When Lehman Brothers failed, for instance, financial institutions had a very short time to aggregate all their exposures to the firm.

"More than half of the Lehman entities didn't have 'Lehman Brothers' in the name, so we didn't know they were part of the larger corporate entity," Saul said. "Now we have that information in the ontology and we can see that directly."

This raises a top use case for the Financial Industry Business Ontology — risk management. If risk is expressed in a common way across departments and products, using the proper legal entity identifiers, risk data can be gathered and analyzed in a central place, and an organization can clearly see its risk exposures. JPMorgan Chase could have identified the positions of the London Whale before they became so large, for instance. Analysts could also catch risky trends early, before they cause a problem.

They could also see opportunities.

"This is a powerful analytic tool that can be used to create greater insights, so you've got the prevention side but also the possibility for creating greater insights into financial markets," Saul said.

With FIBO fully implemented, anyone in a bank could ask what-if questions and slice and dice data. "That's one of the opportunities it opens up," he said.

Smart Contracts

FIBO could enable the use of smart contracts, something on the minds of many bankers (despite the inauspicious performance of an early example known as the DAO).

"Every financial transaction, from the very simplest buying and selling of an equity to the most complicated over-the-counter derivative, can be defined in terms of a contract," Saul said.

A smart contract allows all the terms and constraints of a financial agreement to be executed and verified without human intervention. "They're also standardized so they can be exchanged and immediately understandable as they move from one party to another," Saul said.

Three things are needed to make smart contracts viable, he said. One is a precise definition of all the data elements in the contract, including the legal entities that are parties to the contract, geographies, currencies, and collateral. That is FIBO's role. "That's the starting point," Saul said.

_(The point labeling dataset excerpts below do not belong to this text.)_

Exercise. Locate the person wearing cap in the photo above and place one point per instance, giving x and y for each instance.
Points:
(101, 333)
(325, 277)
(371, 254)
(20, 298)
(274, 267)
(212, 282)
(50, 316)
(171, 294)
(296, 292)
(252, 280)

The second element is definitions of all the terms of the contract, such as the length, rate and payback conditions of a mortgage. This is where the ACTUS standard, spearheaded by former regulator Allan Mendelowitz, comes in. Actus has defined 30 algorithms that either singly or in combination provide all the calculations needed for a contract.

The third piece is a way to securely transmit contracts from one party to another.

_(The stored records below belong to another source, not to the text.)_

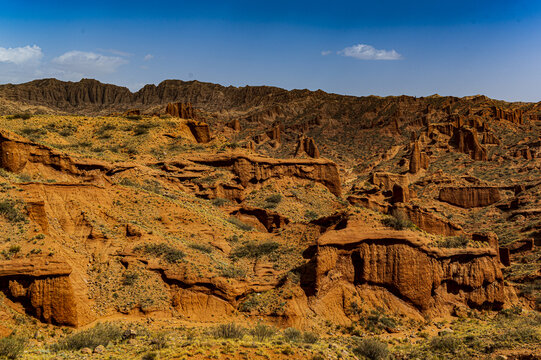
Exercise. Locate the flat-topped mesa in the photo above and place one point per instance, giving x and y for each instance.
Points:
(514, 116)
(18, 154)
(471, 196)
(253, 169)
(401, 265)
(181, 110)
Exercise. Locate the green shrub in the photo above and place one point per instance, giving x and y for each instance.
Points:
(261, 332)
(254, 250)
(129, 278)
(163, 250)
(160, 340)
(11, 347)
(204, 248)
(292, 335)
(243, 226)
(272, 201)
(150, 356)
(101, 334)
(232, 272)
(310, 337)
(22, 116)
(9, 210)
(398, 221)
(371, 349)
(445, 344)
(310, 215)
(219, 202)
(229, 331)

"You need to make sure somebody hasn't altered them in some way," Saul said. Blockchain technology could be used to provide that security and immutability. Alternatively, a startup called finRenaissance has created a secure "wrapper" for Actus-based smart contracts called BlackIce that encrypts the smart contract data at rest and in transit.

Though State Street is interested in all these aspects of smart contracts, it has poured most of its effort so far into the FIBO proof of concept "because if you don't get the data right to begin with and on an ongoing basis, it doesn't make sense to do anything yet with the algorithm," Saul said. The next logical step for his team is to start experimenting with ACTUS.

When the FIBO standard has been fully implemented throughout State Street, Saul said it will help investment managers make better decisions by looking at areas where they're getting the greatest returns. On the risk management side, it will help staff spot early indicators of stress or risk — for instance, too high of a concentration in a particular currency that's under pressure.

"If you start to get an early indication that something anomalous is taking place, it gives you the opportunity to slow down or even shut down before it creates a larger problem," Saul said.

FIBO could become the standard for most kinds of financial reporting, Saul predicted.

"If that happens, we're likely to see a real rush to use it," he said. He noted that the Office of Financial Research's last annual report devotes an entire chapter to data standards. The only way the office is going to be able to meet its legislative mandate is with data standards that are created by the industry, he said. "That's precisely what FIBO is."